The Slow Evolution of the High-Speed Dental Handpiece

The invention of the electric motor-driven dental handpiece was pivotal to the development of modern dentistry. High-speed handpieces enable modern dental professionals to perform intricate surgical work efficiently and at minimal pain or discomfort to the patient. But the handpiece (also known as the dental drill) has a long and fascinating history that predates the notion of anything ‘high-speed.’

Dentistry itself is known as one of the world’s oldest medical professions, dating back to 7,000 BC. Anthropologists in Pakistan have identified human remains from that era containing drilled molars; a drilled molar has also found in a Neolithic graveyard in Denmark dating to 3000 BC. In other words, there is evidence of some form of dental handpiece existing almost ten thousand years ago.

However, these early handpieces might not have looked anything like the dentist’s drill we recognize today. Before industrialization, dental cavities were prepared very slowly, with dentists twirling long flint-tipped burs manually or with a bow-like contraption. Many of us would cringe at the thought.

Despite its lack of sophistication, this was the reality of the dental drill for hundreds or even thousands of years; it wasn’t until the mid-18th century that development of the modern handpiece began in earnest.

French physician Pierre Fauchard is credited with re-discovering dental drill technology, describing its use for root canal procedures in a 1746 publication. This version of the dental drill consisted of a long metal rod and a bow used to power it. Not long after, in 1778, a hand-crank-powered drill was introduced, followed by device powered by the motion of a foot pedal. The foot-powered mechanical handpiece was significant because it freed both a dentist’s hands for surgical work.
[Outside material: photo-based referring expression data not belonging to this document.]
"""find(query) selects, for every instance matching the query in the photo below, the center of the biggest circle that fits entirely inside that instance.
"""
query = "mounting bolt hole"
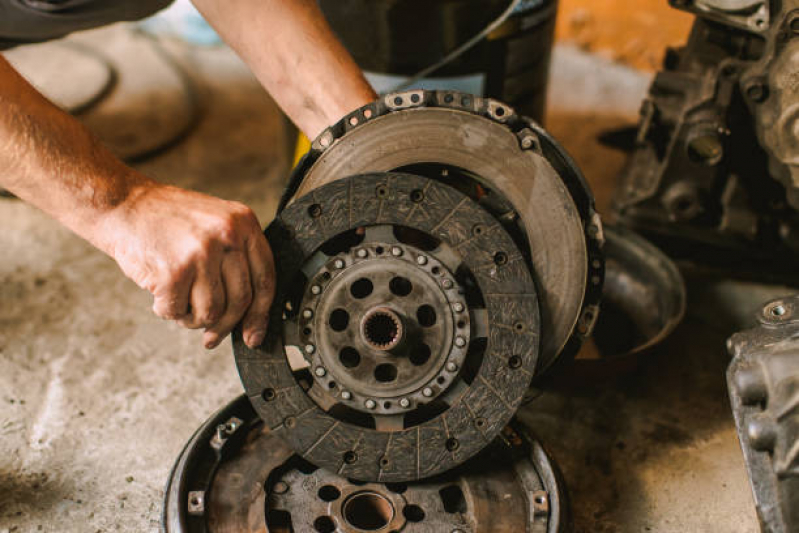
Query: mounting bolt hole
(385, 373)
(400, 286)
(349, 357)
(324, 524)
(452, 444)
(361, 288)
(368, 511)
(420, 355)
(329, 493)
(413, 513)
(339, 320)
(426, 316)
(350, 457)
(268, 394)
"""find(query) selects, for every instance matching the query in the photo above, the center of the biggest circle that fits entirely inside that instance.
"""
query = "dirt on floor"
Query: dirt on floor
(633, 32)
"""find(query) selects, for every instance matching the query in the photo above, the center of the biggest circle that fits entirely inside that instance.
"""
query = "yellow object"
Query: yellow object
(303, 145)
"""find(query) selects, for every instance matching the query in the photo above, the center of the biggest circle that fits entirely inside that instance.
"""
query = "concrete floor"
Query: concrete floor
(98, 396)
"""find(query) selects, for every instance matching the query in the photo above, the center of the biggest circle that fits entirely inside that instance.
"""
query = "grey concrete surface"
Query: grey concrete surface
(97, 396)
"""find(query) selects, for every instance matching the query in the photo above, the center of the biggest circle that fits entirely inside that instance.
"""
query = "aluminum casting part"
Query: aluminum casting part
(400, 287)
(713, 174)
(502, 152)
(256, 486)
(644, 295)
(763, 383)
(484, 396)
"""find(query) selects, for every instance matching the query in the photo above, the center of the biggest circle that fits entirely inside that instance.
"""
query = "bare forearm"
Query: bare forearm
(50, 160)
(294, 54)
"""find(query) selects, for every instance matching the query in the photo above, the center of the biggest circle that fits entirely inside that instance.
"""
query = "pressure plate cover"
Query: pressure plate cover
(404, 333)
(235, 476)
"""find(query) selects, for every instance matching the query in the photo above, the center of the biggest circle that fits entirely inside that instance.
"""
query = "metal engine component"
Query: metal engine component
(506, 163)
(249, 481)
(713, 177)
(644, 296)
(405, 329)
(763, 381)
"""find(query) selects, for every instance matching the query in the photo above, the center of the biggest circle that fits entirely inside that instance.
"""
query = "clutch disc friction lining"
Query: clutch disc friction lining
(235, 476)
(485, 142)
(439, 343)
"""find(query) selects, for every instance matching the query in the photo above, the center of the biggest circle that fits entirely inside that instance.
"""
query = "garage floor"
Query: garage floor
(98, 396)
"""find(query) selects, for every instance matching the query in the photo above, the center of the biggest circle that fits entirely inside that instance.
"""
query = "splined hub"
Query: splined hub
(405, 329)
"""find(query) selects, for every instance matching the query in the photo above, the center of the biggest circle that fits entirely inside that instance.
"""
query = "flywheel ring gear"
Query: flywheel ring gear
(463, 414)
(509, 154)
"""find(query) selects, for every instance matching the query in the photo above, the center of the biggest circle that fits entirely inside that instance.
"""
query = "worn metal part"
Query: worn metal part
(713, 175)
(763, 381)
(749, 15)
(644, 295)
(256, 485)
(465, 295)
(505, 162)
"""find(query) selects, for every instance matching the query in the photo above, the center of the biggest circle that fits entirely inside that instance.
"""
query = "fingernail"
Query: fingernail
(255, 339)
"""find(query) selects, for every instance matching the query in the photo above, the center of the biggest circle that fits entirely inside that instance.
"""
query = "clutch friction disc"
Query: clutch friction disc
(404, 333)
(514, 164)
(235, 476)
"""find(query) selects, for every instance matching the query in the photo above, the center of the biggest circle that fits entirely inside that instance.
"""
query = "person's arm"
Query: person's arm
(205, 260)
(292, 51)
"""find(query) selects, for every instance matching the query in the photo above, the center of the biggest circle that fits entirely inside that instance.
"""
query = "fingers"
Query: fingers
(171, 299)
(207, 298)
(238, 297)
(262, 276)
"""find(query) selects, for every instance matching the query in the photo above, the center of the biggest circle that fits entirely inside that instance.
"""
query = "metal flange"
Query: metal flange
(255, 484)
(339, 249)
(507, 163)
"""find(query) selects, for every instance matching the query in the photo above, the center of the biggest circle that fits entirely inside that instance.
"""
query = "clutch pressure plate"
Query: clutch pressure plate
(405, 330)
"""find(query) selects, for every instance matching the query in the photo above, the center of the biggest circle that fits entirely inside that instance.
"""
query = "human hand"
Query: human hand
(205, 260)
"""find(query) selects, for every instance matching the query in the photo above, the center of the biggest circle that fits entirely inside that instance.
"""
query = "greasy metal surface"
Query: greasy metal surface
(427, 314)
(503, 153)
(255, 486)
(710, 175)
(644, 295)
(488, 388)
(763, 381)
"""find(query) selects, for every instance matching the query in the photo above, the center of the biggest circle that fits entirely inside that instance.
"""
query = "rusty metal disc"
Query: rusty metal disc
(245, 480)
(405, 329)
(514, 168)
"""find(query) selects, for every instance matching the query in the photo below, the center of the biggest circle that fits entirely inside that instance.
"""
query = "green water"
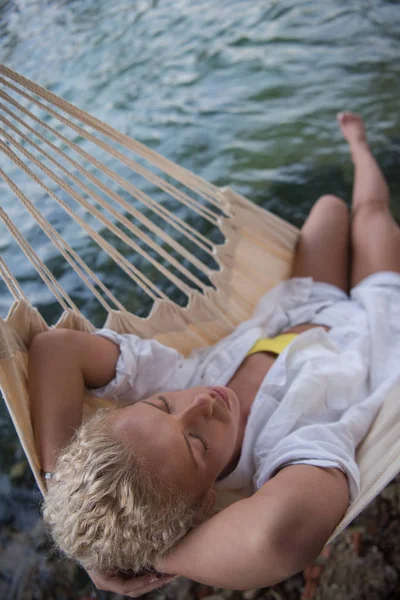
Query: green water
(240, 92)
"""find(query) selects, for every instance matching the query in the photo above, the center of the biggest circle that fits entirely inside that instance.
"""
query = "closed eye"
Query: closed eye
(199, 437)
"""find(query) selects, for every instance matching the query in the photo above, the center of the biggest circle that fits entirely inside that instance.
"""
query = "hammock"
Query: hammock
(39, 131)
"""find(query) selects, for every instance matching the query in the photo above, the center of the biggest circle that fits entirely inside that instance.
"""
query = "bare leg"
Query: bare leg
(323, 248)
(375, 236)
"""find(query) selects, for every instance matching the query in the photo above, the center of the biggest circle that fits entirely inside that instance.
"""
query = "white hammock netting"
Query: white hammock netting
(95, 184)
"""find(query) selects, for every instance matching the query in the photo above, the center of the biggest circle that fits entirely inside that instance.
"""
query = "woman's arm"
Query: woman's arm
(61, 363)
(262, 540)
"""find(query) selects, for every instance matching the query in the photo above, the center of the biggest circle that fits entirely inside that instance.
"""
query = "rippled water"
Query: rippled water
(243, 93)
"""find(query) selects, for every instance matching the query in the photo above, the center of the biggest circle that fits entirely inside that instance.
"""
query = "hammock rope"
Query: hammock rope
(256, 253)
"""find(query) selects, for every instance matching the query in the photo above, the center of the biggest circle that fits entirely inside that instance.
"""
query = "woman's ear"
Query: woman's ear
(206, 505)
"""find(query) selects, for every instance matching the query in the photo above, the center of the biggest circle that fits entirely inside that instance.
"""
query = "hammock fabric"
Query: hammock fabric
(256, 254)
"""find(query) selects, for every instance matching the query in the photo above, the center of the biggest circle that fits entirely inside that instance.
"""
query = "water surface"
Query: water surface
(243, 93)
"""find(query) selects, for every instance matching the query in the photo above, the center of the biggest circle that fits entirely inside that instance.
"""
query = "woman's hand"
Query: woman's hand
(134, 587)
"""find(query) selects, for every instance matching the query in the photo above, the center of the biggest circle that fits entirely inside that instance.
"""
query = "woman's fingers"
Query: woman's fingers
(154, 584)
(129, 587)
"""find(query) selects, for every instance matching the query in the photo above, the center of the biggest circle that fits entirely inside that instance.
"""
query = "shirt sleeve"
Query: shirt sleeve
(144, 367)
(327, 446)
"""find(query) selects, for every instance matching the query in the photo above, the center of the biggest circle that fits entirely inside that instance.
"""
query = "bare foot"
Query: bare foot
(352, 128)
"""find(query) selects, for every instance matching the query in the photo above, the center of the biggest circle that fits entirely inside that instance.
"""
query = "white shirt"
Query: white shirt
(319, 398)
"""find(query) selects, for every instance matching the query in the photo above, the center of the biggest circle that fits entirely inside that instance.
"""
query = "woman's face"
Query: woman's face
(188, 437)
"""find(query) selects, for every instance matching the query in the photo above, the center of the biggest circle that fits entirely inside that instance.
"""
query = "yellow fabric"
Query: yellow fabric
(276, 345)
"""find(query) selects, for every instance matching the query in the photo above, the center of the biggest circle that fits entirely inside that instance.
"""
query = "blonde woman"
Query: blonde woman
(134, 489)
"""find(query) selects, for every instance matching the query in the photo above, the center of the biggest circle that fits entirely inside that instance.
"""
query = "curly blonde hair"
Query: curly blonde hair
(106, 510)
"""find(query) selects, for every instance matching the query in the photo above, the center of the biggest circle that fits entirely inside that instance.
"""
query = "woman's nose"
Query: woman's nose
(202, 405)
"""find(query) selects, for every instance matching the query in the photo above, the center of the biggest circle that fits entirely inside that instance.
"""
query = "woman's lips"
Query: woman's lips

Handpiece innovation really kicked into high gear in the late 19th century, when the first electrically-powered drills came on the scene. By 1938, dentists used motorized belt-driven drills that spun at speeds of 2000 rpm; by 1950, 6500 rpm had become the standard. Finally, in 1959, dentist John Borden filed a patent for a air turbine handpiece with bur speeds of 250,000 rpm that revolutionized the practice of dentistry.

Borden’s patent is remarkably close to the high-speed handpieces we still see in dental practices around the world. Subsequent innovations have focused on making the handpiece smaller, more durable and more comfortable for patients and practitioners alike. Today, the best quality high-speed handpiece parts are made from lightweight, durable materials like aluminum and platinum.